Biden : les États-Unis feront don de 500 millions de doses de vaccins au monde

Avant le sommet du G-7 en Grande-Bretagne, le président américain Joe Biden a officiellement annoncé que son administration faisait don de 500 millions de doses de vaccins Pfizer à 92 pays à faible et moyen revenu. “Ces demi-milliards de vaccins commenceront à être transportés en août, une fois [...]
“Ces demi-milliards de vaccins commenceront à être transportés en août, une fois qu'ils sortiront de la production”, a déclaré M. Biden jeudi à Cornwall, ajoutant que 200 millions de doses seront distribuées d'ici la fin de cette année et 300 millions au premier semestre de 2022.
Beden a dit que le don ne sera pas conditionnel.
Notre source de vaccins n'inclut pas la pression pour des faveurs ou des concessions potentielles. Nous le faisons pour sauver des vies, pour mettre fin à cette pandémie, a dit M. Biden.
Albert Bourla, directeur général de Pfizer, était présent lorsque le leader américain a fait l'annonce.
“Nous testons les réponses des vaccins aux nouvelles variantes”, a déclaré M. Bourla, soulignant que le vaccin offre jusqu'à présent une protection pour toutes les variantes.
Ce mouvement indique que les États-Unis “ne se concentrent pas uniquement sur eux-mêmes”, a déclaré Leslie Vinjameni, directrice du programme américain et latino-américain dans l'organisation Chatham House. Cela a été une préoccupation mondiale majeure, a déclaré Mme Vinjameni, non seulement pendant les années de l'ancien président Trump, mais aussi pendant les premiers mois de l'administration du président Biden quand Washington ne distribuait pas de doses malgré les réserves dans l'approvisionnement.

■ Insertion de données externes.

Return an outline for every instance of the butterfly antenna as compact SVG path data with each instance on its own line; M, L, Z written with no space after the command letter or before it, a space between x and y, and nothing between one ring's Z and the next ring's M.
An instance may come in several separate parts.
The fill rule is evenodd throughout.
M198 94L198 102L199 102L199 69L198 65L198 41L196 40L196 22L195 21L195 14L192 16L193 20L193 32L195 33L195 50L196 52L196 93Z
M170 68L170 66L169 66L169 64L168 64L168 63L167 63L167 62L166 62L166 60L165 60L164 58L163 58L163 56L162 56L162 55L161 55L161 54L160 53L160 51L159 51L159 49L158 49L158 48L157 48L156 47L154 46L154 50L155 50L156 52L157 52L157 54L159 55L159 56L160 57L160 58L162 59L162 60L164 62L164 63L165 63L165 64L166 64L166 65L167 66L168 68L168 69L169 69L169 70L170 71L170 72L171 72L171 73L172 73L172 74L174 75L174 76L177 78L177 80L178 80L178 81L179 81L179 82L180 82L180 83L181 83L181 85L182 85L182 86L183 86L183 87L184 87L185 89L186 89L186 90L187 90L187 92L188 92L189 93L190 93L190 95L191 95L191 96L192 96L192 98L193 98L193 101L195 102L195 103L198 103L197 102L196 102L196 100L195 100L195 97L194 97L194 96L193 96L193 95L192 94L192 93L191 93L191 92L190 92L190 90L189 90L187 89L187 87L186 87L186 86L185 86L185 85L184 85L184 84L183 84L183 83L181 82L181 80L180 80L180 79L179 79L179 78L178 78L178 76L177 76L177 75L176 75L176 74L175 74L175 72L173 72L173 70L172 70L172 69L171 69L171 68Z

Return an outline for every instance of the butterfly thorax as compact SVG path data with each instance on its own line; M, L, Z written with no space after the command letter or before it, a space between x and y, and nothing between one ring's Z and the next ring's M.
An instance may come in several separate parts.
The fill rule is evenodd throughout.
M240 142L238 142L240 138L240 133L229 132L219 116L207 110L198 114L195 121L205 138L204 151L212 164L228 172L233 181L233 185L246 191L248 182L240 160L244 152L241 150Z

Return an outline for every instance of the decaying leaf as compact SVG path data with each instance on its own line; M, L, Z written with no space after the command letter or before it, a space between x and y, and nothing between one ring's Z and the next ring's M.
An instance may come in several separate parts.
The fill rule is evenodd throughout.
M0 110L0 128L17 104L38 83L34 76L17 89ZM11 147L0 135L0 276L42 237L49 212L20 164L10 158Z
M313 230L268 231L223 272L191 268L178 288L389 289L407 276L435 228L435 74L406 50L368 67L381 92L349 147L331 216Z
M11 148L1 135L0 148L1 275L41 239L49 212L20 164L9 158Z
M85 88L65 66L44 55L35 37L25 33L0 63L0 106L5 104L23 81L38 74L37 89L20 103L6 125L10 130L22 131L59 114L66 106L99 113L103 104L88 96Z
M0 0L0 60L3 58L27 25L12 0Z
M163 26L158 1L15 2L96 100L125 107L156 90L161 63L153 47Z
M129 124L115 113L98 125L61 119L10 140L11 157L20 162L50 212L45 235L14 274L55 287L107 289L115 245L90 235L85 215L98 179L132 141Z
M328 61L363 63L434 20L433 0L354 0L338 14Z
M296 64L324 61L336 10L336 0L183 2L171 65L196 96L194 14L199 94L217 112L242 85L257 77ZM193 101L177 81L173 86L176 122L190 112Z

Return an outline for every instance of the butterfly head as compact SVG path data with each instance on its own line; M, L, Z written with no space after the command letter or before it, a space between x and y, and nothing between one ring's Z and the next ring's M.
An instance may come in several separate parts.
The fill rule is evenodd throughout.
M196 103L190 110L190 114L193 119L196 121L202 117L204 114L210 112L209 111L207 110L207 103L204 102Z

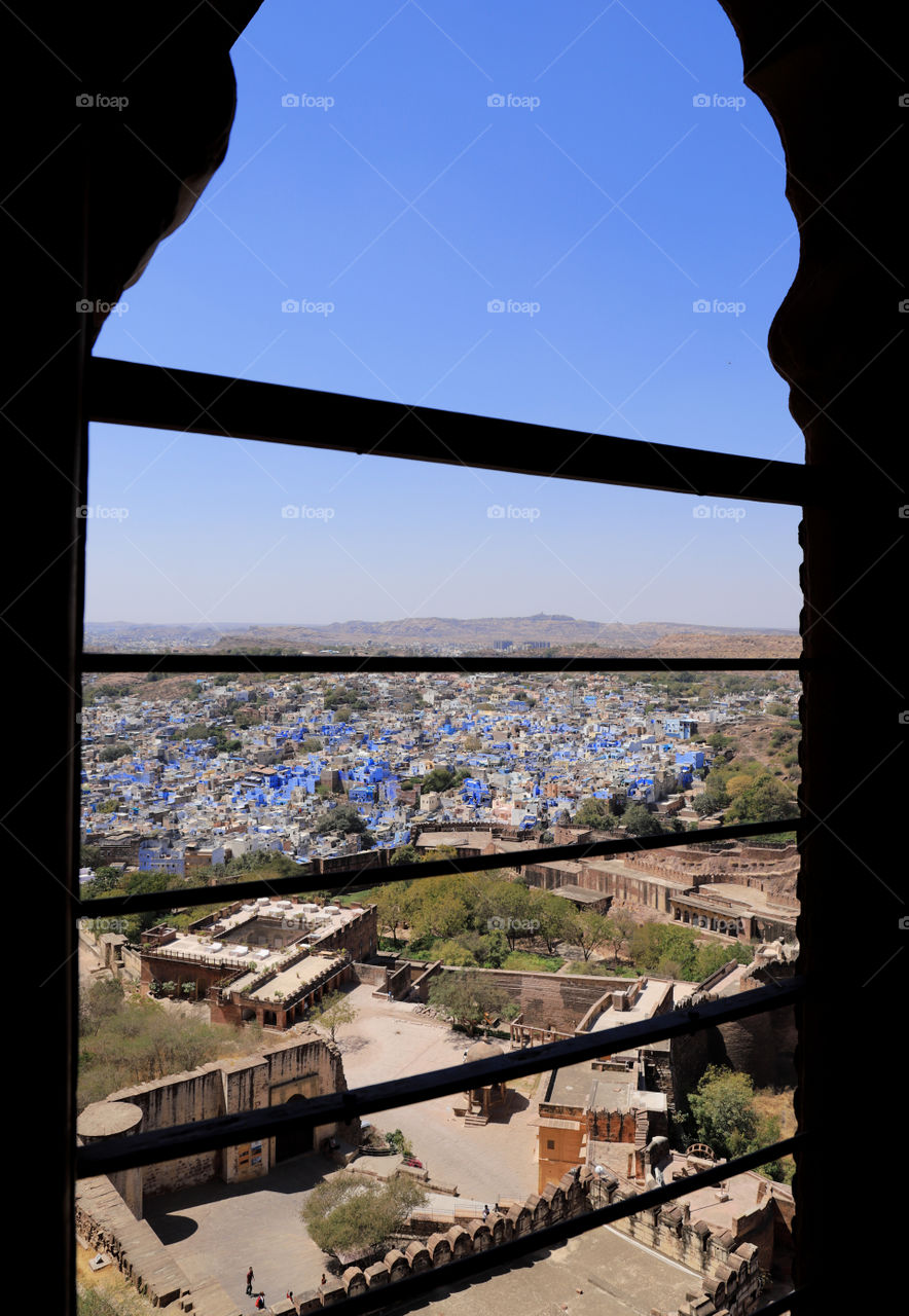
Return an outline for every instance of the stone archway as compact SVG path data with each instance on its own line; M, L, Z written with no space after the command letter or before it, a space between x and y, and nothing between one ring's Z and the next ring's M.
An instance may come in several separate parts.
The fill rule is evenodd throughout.
M288 1096L285 1105L292 1105L297 1111L300 1109L300 1103L305 1101L307 1098L295 1092L293 1096ZM313 1150L313 1126L312 1124L305 1129L287 1129L284 1133L279 1133L275 1138L275 1161L289 1161L295 1155L304 1155L307 1152Z

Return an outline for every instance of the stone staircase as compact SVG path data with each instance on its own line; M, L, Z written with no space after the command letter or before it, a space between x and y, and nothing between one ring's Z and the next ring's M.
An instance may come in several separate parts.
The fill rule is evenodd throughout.
M180 1298L179 1307L182 1312L192 1312L192 1316L241 1316L237 1303L214 1279L193 1284Z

L'annonce du président américain intervient un jour avant le début de la réunion du G-7, le groupe des démocraties les plus avancées du monde à Cornwall.
“Demain, les pays du G7 révéleront l'ensemble de notre engagement, a déclaré M. Biden.
Des doses américaines. Grâce à COVAX, le mécanisme de partage des vaccins de l'ONU, il n'y a que 80 millions de doses promises par les États-Unis à la fin du mois de juin. Il a donné 2 milliards à COVAX.
Les États-Unis ont promis à l'origine 2 milliards de dollars supplémentaires pour COVAX, mais ils changent maintenant le cours de l'argent pour aider à payer les 500 millions de doses données, qui ont un coût estimé à 3,5 milliards de dollars.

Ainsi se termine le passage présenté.